* S.Korea fin min says possible steps for FX soundness
* FX steps would apply to all banks
* Not considering direct FX controls
* Too soon to raise rates
By Cheon Jong-woo and Lee Shin-hyung
SEOUL, Jan 28 (Reuters) - South Korea's Finance Minister Yoon Jeung-hyun said more steps could be taken to enhance the soundness of foreign currency assets if needed to protect the economy from capital flight.
In an interview with Reuters on Thursday, he also said it was still too soon to raise interest rates from the current record low of 2.0 percent, where they have been for 11 months.
"We can strengthen parts of measures to bolster soundness. If we implement any, local and foreign banks will be treated the same," Yoon said.
South Korea in November introduced measures to tighten controls over foreign exchange liquidity, mostly aimed at local banks, to prevent a repeat of the capital outflows which hit the economy hard at the height of the global financial crisis more than a year ago. [ID:nSEO238632]
In the interview, Yoon said there were no plans to impose direct controls on foreign currency flows or on foreign currency liquidity at foreign bank branches.
"Definitely, we don't have such an idea. We should not have allowed them to open branches here if we were going to impose such regulations," said Yoon, who was the top financial regulator for three years from 2004.
NO RATE HIKE YET
He reiterated the government's position that an interest rate hike now is premature, saying higher rates would hurt private consumption, investment and the job market.
Analysts say his ministry has put heavy pressure on the central bank to keep rates on hold despite concerns of creating an asset price bubble and inflation.
"Rates are the most important and the last among exit strategies. The government has a firm stance that now is not a time to raise interest rates yet," Yoon said.
Other countries such as China and the United States are expected to maintain expansionary macro economic policy this year, he added.
The central bank holds its next meeting on Feb. 11 to review interest rates which have been stuck at a record 2.0 percent low for 11 months.
Its governor Lee Seong-tae appeared to soften his hawkish tone earlier this month by vowing to keep an accommodative policy for some time. [ID:nTOE60E01D]
LEE URGES CAUTION
Echoing his finance minister's concerns, President Lee Myung-bak urged members of the Group of 20 economic powers to tread with caution before unwinding stimulus measures brought in to cope with a deep financial crisis.

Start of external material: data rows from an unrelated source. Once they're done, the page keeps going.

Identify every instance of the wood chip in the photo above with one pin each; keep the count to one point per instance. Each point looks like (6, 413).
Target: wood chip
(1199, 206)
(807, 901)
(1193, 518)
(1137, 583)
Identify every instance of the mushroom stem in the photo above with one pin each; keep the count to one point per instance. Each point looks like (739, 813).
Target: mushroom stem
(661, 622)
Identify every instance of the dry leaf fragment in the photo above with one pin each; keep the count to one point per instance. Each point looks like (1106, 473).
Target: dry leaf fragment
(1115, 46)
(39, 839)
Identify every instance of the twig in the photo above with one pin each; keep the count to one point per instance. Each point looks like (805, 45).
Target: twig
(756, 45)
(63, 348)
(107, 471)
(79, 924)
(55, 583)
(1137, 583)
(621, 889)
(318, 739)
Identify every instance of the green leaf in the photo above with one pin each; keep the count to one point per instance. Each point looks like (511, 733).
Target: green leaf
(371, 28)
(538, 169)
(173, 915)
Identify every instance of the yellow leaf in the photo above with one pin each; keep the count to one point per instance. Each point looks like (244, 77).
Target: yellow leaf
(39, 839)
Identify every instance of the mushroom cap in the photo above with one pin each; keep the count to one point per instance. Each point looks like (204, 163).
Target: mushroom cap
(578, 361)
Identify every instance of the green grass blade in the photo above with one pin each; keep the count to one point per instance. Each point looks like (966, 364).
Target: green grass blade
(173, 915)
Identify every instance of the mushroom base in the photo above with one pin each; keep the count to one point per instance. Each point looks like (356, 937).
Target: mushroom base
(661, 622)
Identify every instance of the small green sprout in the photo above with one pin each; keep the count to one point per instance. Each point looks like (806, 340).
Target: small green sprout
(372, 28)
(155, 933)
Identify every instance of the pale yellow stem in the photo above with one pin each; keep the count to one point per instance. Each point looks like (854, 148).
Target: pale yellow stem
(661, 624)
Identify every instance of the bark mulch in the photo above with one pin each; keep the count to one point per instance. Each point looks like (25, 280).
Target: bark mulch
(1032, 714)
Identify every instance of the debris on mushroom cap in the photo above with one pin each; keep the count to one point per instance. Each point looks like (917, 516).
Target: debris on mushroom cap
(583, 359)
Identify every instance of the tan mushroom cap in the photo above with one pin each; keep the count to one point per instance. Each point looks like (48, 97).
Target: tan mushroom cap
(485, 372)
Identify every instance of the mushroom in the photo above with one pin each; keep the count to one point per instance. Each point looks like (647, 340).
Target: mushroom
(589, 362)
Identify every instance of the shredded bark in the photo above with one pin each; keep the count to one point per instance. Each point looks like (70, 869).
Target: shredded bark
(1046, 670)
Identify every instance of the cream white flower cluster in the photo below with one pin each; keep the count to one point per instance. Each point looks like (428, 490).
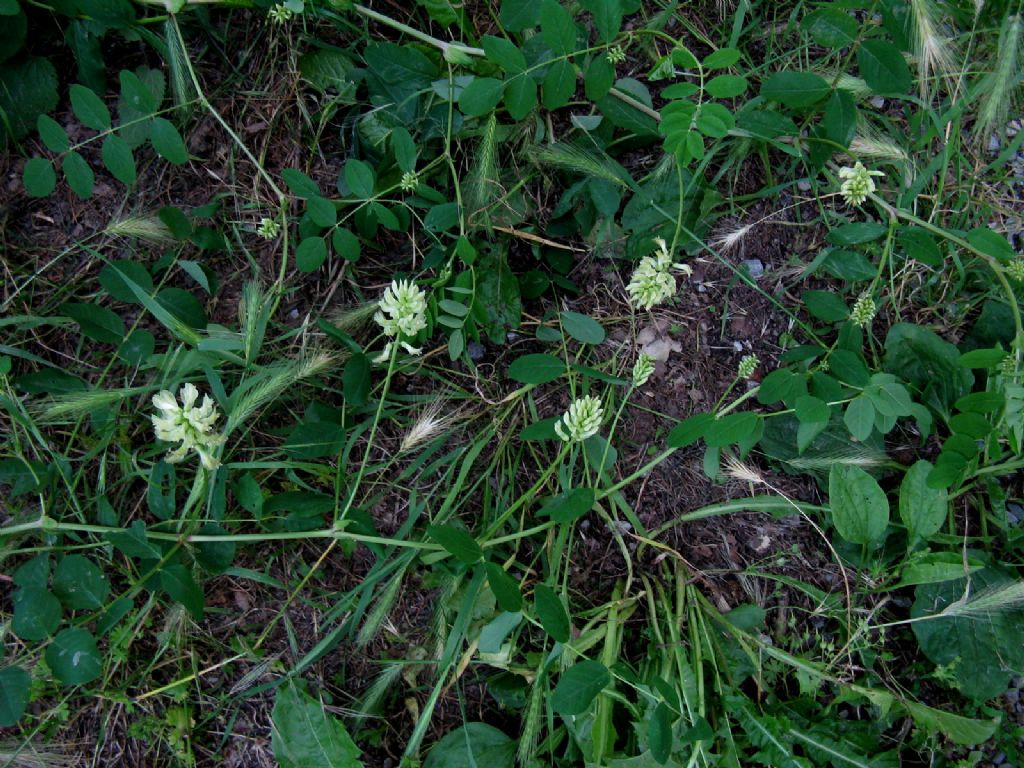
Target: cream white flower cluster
(857, 183)
(581, 421)
(652, 281)
(401, 314)
(188, 424)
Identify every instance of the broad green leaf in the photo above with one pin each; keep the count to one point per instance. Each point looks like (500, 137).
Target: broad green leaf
(726, 86)
(980, 639)
(74, 657)
(89, 108)
(504, 53)
(322, 212)
(536, 369)
(796, 89)
(310, 254)
(404, 150)
(583, 328)
(958, 729)
(473, 745)
(80, 584)
(52, 134)
(14, 684)
(506, 589)
(360, 178)
(883, 68)
(37, 613)
(659, 735)
(177, 582)
(80, 177)
(39, 177)
(922, 508)
(168, 142)
(551, 613)
(722, 58)
(119, 160)
(859, 507)
(579, 686)
(480, 96)
(97, 323)
(303, 734)
(457, 542)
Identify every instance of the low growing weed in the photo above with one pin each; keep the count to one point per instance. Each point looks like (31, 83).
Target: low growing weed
(600, 383)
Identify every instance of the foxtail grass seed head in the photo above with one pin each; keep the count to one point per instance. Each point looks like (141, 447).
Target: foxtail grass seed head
(143, 227)
(863, 311)
(401, 314)
(642, 370)
(581, 421)
(857, 183)
(281, 13)
(652, 282)
(268, 228)
(188, 424)
(748, 365)
(615, 54)
(410, 180)
(1015, 269)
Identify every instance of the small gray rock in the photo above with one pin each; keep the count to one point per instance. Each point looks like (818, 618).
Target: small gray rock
(756, 267)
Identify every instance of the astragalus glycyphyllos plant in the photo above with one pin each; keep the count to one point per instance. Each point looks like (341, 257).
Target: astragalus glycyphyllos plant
(190, 425)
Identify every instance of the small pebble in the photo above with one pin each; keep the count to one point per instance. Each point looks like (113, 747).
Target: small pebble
(756, 267)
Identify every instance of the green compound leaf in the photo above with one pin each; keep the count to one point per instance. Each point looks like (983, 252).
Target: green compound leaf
(74, 657)
(119, 160)
(80, 584)
(860, 511)
(303, 734)
(37, 613)
(89, 108)
(168, 142)
(978, 638)
(506, 588)
(14, 684)
(883, 68)
(457, 542)
(537, 369)
(579, 686)
(80, 176)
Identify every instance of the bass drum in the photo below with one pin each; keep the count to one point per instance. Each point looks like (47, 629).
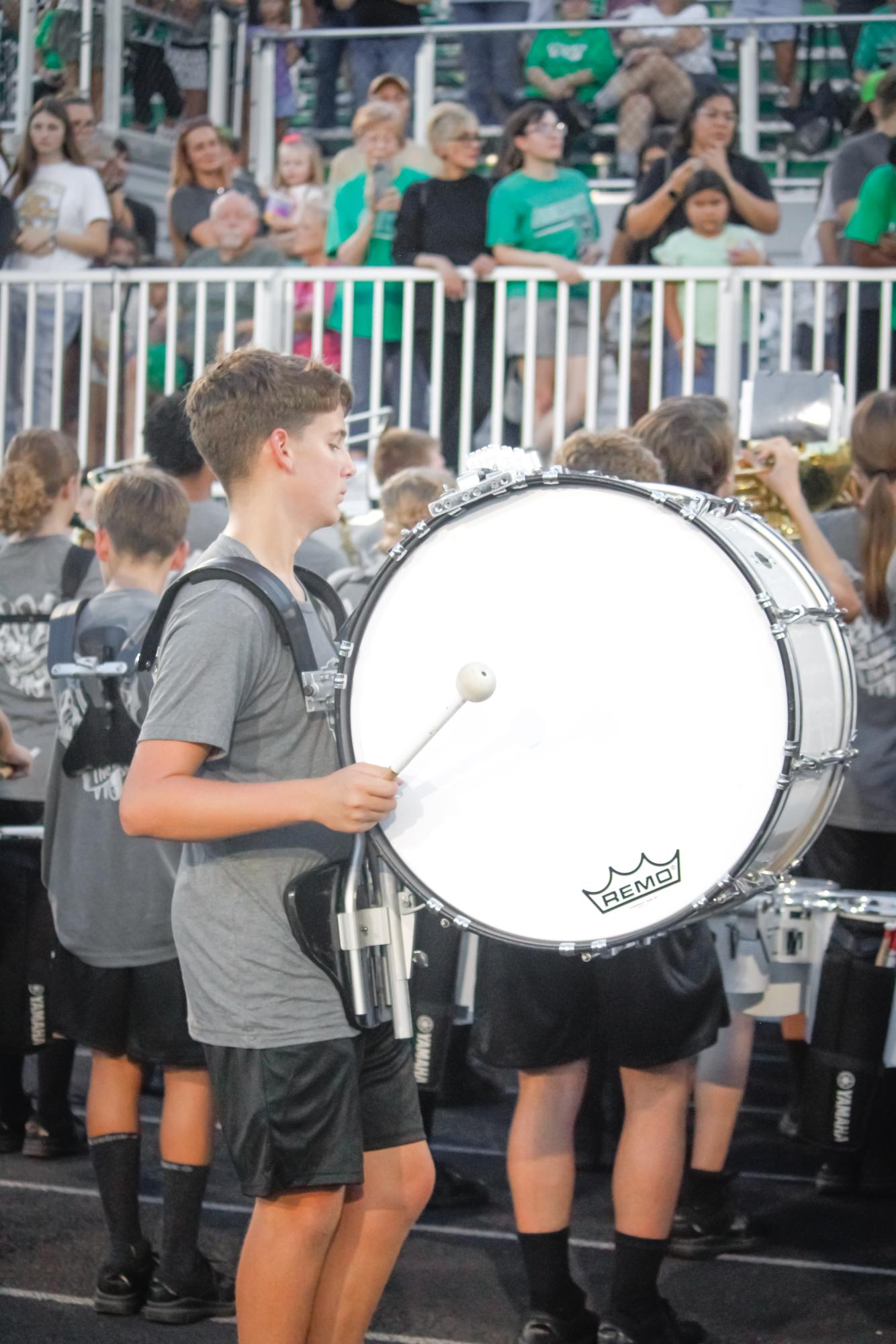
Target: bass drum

"As the global economy finds its feet again, each G20 member country will need to consider carefully how it will implement its exit strategy taking account of local economic conditions," he told the World Economic Forum in Davos.
There are concerns that South Korea's fast recovering economy may be losing some momentum as the effect of the global stimulus starts to fade. Another worry is that giant neighbour China may start to tighten policy to calm its economy.
Yoon added that the government needed to prepare measures to offset the impact of any tightening measures by China, South Korea's biggest export market.
"China is our largest export market and any policy may have a big impact on us. We need to keep a close eye (on it) and we have to prepare in advance for when the country tries to change any policy."
But the impact from the Beijing's recent move to curb lending in the global financial markets would be limited as the measures had been already expected, Yoon said.